Big factories are also using six kinds of data desensitization schemes to strictly prevent “insiders” who leak data

Time:2021-6-14

In recent days, I always received some strange phone calls at home, “brother, you are XXX, we are XXX high-end men’s private club…”, holding grass, I was stunned at first, and then scolded back. Haughty face turned his head, with a smile slightly flattering: wife, listen to me, I really did nothing, you have to believe me!

Pop~

Big factories are also using six kinds of data desensitization schemes to strictly prevent

After kneading my face and thinking about it carefully, it must be some immoral website that sold my personal information.

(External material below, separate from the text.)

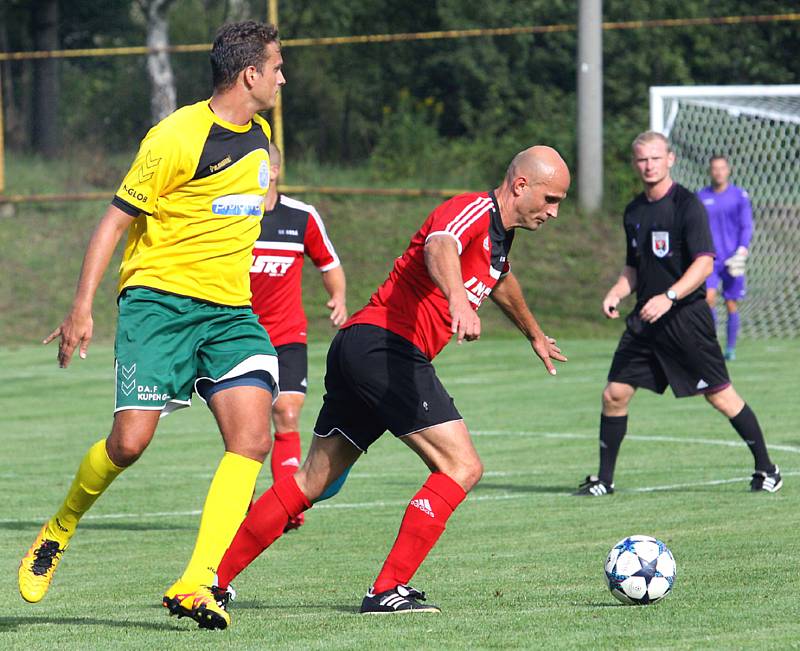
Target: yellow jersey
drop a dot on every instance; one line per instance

Now people are in a state of streaking on the Internet. Personal information no longer belongs to individuals. Nowadays, it seems that this kind of thing is not surprising. However, there are many reasons for this kind of thingAn insider

Big factories are also using six kinds of data desensitization schemes to strictly prevent

As developers, what we can do is to try our best to avoid the leakage of user data. Today, let’s talk about the internal means to prevent the leakage of private data in the Internet-Data desensitization

What is data desensitization

What is data desensitization? Data desensitization is also called data De privacy. When we give desensitization rules and strategies, for sensitive data such ascell-phone numberBank card numberAnd other information, a technical means of conversion or modification, to prevent sensitive data from being used directly in an unreliable environment.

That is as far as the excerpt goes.